For investors looking for a disciplined, long-term method to build wealth, few strategies have the substance of Peter Lynch's approach. As described in his book One Up on Wall Street, Lynch’s thinking focuses on finding expanding companies that are available at sensible prices, a concept often called Growth at a Reasonable Price (GARP). His method uses fundamental filters to locate businesses with lasting earnings increase, sound financial condition, and good value, preferring those that could be missed by Wall Street. A recent filter using these Lynch ideas has pointed to InMode Ltd (NASDAQ:INMD) as a candidate worth further review for the GARP-oriented investor.

A Sound Match for Central Lynch Measures
The Peter Lynch filter uses particular numerical checks to search for companies that mix increase and value. InMode Ltd seems to satisfy these central needs, which are made to find lasting business models instead of short-lived market movements.
- Lasting Earnings Increase: Lynch preferred companies with solid, but not extreme, increase, thinking overly high rates are not lasting. The filter seeks a 5-year EPS increase rate between 15% and 30%. InMode states a trailing 5-year EPS increase rate of 23.0%, putting it directly within this "ideal range" of sound yet possibly sustainable growth.
- Good Value Compared to Increase: Maybe the central idea of the GARP method is the PEG ratio (Price/Earnings to Growth), which Lynch famously used. A PEG of 1 or less implies a stock may be sensibly priced relative to its increase path. InMode’s PEG ratio, based on its past increase, is 0.39, suggesting the market may be pricing its historical increase performance well below its worth.

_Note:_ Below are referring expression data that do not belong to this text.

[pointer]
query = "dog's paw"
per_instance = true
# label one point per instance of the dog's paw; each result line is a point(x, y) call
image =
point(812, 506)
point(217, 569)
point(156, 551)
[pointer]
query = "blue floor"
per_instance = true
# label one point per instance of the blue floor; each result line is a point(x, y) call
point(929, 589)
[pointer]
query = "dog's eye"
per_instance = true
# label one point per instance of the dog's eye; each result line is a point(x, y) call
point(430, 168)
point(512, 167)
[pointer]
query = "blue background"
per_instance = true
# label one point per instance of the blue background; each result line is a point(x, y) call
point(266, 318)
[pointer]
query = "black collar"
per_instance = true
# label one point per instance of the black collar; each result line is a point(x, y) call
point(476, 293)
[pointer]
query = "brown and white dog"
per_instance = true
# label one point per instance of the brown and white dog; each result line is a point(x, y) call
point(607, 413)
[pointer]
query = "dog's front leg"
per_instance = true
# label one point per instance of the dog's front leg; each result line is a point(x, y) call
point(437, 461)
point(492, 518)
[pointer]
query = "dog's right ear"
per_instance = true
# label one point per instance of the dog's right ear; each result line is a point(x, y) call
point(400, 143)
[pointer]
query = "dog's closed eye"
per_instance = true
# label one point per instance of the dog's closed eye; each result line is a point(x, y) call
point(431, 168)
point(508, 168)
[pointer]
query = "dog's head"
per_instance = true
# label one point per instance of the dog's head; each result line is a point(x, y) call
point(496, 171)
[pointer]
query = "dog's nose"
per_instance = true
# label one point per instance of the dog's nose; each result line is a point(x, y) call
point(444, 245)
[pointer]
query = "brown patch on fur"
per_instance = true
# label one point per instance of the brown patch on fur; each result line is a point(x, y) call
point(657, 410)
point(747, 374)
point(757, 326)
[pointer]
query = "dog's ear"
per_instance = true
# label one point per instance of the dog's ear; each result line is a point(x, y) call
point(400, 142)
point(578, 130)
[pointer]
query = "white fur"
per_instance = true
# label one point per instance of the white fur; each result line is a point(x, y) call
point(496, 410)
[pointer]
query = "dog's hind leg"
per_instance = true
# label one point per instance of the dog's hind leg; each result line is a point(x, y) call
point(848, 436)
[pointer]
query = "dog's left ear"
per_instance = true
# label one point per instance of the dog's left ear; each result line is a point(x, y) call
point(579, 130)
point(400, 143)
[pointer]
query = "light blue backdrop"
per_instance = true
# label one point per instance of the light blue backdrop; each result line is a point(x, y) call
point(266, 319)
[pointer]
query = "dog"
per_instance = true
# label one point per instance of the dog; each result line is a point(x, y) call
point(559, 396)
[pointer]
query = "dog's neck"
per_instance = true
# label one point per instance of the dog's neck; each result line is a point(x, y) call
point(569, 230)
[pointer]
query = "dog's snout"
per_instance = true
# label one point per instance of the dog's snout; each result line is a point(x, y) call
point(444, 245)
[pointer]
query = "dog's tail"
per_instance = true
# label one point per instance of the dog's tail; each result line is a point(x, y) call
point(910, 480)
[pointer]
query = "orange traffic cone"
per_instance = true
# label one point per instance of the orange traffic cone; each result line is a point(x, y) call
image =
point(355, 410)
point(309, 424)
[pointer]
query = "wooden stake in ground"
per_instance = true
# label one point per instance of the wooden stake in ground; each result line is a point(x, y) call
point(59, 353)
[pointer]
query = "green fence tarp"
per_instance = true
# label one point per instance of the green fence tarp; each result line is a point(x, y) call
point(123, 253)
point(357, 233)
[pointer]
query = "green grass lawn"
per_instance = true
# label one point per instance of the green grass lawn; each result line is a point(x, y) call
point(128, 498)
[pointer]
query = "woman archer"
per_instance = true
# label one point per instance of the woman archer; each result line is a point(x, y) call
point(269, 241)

- Outstanding Financial Condition: Lynch required companies with firm balance sheets to endure economic periods. Two important filters are a Debt/Equity ratio under 0.6 and a Current Ratio above 1. InMode does very well here, stating no debt (a Debt/Equity of 0.0) and a very strong Current Ratio of 9.75, indicating more than enough cash to cover near-term needs.
- High Profit Generation: A minimum Return on Equity (ROE) of 15% makes sure the company is effectively creating profits from shareholder equity. InMode’s ROE of 22.9% easily passes this mark, showing capable management and a successful business model.
Broad Fundamental Review
A wider fundamental review of InMode supports the image shown by the Lynch filter. The company receives a sound total fundamental score of 7 out of 10, with specific high points in profit generation and financial condition.
Its profit generation numbers are excellent, with profit and operating margins that place in the highest group of its Health Care Equipment & Supplies industry group. The company’s perfect solvency score, supported by its lack of debt, and better liquidity ratios highlight a very strong balance sheet. From a value standpoint, InMode sells at a P/E ratio of 8.91, which is not only low compared to the wider S&P 500 but is also below about 95% of its industry rivals. This mix of high profit generation and low price is a traditional sign looked for by value and GARP investors.
However, the review also points out areas for investor examination, mainly related to increase. While the long-term history is sound, recent results show a drop in both revenue and earnings per share over the last year. Also, future increase projections for revenue and EPS are currently low. This situation shows a key part of the Lynch method: the filter gives a beginning place for study, not a purchase recommendation. Investors must look further to learn the causes for this increase slowdown, whether it is a short-term market change, more rivalry, or a periodic decline, and judge if the company’s long-term increase potential stays valid.
You can review the full, detailed fundamental analysis for INMD here.
Summary and Next Steps
InMode Ltd offers an interesting example for the Peter Lynch investment method. It meets the numerical filters for lasting historical increase, low price based on that increase (PEG), and very firm financial condition. For the GARP investor, these are exactly the basic qualities that can point to a good company selling at a good price, possibly giving a good balance of risk and return over the long term.
The needed next study step, as Lynch stressed, is important. Investors should examine the company’s product development, competitive place in the aesthetic medical device field, and management’s plan for returning to increase. The company’s lack of debt and large cash holdings give important room to handle difficulties or seek chances.
For investors wanting to find other companies that match this disciplined GARP method, you can use the live Peter Lynch filter yourself. Click here to see the current filter results and change the settings for your own study.
Disclaimer: This article is for information only and does not make up financial guidance, a suggestion, or an offer to buy or sell any security. The Peter Lynch method and fundamental review are subjective frameworks. All investment choices include risk, including the possible loss of initial investment. Investors should do their own complete study and think about their personal financial situation and risk comfort before making any investment choices.